More than a decade after the end of the Cold War, the United States and Russia retain a total of about 10,000 tactical and strategic nuclear weapons each. Together, they account for more than 95 percent of the world's total arsenal.

According to recent estimates by the Washington-based Center for Defense Information, China is next with an estimated 400 warheads, followed by France, with 350; Israel, with perhaps 200; Britain, with 185; India, with 60 or more; and Pakistan, with as many as 48. The Central Intelligence Agency says it believes North Korea has had as many as two devices for several years.

Under the 1968 Treaty on the Nonproliferation of Nuclear Weapons (NPT), nuclear countries must not only halt the spread of nuclear weapons to non-nuclear countries, but also agree to reduce their own arsenals to zero. In 1996, the International Court of justice at The Hague ruled that the NPT required eventual disarmament, a position that was formally reaffirmed in 2000 by the five permanent members of the UN Security Council.

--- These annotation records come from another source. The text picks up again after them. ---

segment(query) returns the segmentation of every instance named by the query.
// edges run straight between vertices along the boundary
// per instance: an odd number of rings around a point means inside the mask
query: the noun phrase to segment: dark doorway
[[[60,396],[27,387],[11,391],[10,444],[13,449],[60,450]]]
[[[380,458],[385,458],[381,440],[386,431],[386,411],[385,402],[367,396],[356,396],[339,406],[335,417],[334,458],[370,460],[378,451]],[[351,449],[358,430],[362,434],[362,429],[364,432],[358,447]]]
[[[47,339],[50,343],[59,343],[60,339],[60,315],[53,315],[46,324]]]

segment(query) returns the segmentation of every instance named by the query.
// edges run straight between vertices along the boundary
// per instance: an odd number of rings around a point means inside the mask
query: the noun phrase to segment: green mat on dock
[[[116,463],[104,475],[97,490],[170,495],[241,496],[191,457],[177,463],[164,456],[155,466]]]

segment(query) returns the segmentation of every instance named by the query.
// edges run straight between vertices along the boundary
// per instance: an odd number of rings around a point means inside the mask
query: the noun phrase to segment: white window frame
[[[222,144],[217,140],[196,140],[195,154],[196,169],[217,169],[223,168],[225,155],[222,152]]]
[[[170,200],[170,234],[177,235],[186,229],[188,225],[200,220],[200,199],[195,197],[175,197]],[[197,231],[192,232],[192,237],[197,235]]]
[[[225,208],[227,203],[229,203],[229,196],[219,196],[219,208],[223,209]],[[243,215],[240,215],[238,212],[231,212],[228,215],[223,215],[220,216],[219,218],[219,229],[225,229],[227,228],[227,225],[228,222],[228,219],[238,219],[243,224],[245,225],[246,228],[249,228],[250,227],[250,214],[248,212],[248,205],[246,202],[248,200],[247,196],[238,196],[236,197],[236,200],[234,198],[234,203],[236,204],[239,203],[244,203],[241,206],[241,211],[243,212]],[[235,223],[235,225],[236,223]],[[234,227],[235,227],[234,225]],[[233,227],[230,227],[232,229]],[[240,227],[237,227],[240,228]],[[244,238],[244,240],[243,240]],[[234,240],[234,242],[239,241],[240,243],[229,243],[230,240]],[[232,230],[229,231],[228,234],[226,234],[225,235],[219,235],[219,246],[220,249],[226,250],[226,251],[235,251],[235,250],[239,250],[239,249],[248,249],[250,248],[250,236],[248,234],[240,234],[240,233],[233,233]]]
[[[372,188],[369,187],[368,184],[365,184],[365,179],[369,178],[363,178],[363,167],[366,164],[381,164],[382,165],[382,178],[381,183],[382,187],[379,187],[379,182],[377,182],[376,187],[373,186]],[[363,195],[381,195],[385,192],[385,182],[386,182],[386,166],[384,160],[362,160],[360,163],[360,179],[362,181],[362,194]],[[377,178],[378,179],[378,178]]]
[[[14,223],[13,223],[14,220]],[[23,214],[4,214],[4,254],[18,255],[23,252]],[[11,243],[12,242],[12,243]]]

Since the Bush administration took power in 2001, however, the U.S. has been ambiguous on the question, while its opposition to the Comprehensive Test Ban Treaty--seen as a key step toward eventual disarmament--has fanned concerns that Washington does not intend to follow through on its earlier commitments.

Adding to these concerns are the administration's efforts to reverse a unilateral 1993 ban on research and development of low-yield atomic weapons, such as "mini-nukes" and bunker-busters" which Bush officials insist would provide greater flexibility in dealing with small-scale conflicts, such as last year's war in Iraq, or with terrorists holed up in remote regions. Such weapons could destroy small targets with much less damage in terms of blast and radiation, according to their proponents.

Democrats in Congress tried to prevent the administration from going forward by denying funding for development, but the administration succeeded in prying loose $7.5 million for the project late last year.

Critics have strongly assailed the administration for these efforts, arguing that they not only dramatize the value of having nuclear weapons, but they also undercut the NPT by showing that the world's strongest nuclear power has no intention of giving them up.

Scientists and weapons specialists who signed the Appeal stressed that the administration's insistence on retaining a nuclear arsenal and developing new weapons not only risked undermining the NPT and global non-proliferation efforts, but also made little military sense in an era when smaller, more precise conventional weapons using sensors and other systems are available.

"Military leaders don't see any military utility for making these weapons," according to Ivan Oerlich, a nuclear physicist at the Federation of American Scientists. "It's the civilians who want them," he said. "There is no military mission that cries out for nuclear weapons. These are weapons in search of a mission."

Monday's appeal, however, is based more on questions of morality than on utility, according to its signers, who also include Helen Caldicott, founder of Physicians for Social Responsibility and the Nuclear Policy Research Institute who shared the 1985 Nobel Peace Prize with International Physicians for the Prevention of Nuclear War.

"My prognosis is, if nothing changes and Bush is re-elected, within ten or 20 years, there will be no life on the planet, or little," she said. "It's good to use the words 'sin' and 'evil' (in this context)," she added. "It is true that it is evil to have power to destroy life on Earth."

Marie Dennis, who serves on the executive committee of Pax Christi International, noted that U.S. Catholic Bishops' Conference recently endorsed a global ban on nuclear weapons as a policy goal and called on the U.S. to issue a no-first-use policy on their use. As recently as one year ago in the run-up to the Iraq War, the Bush administration refused to do so.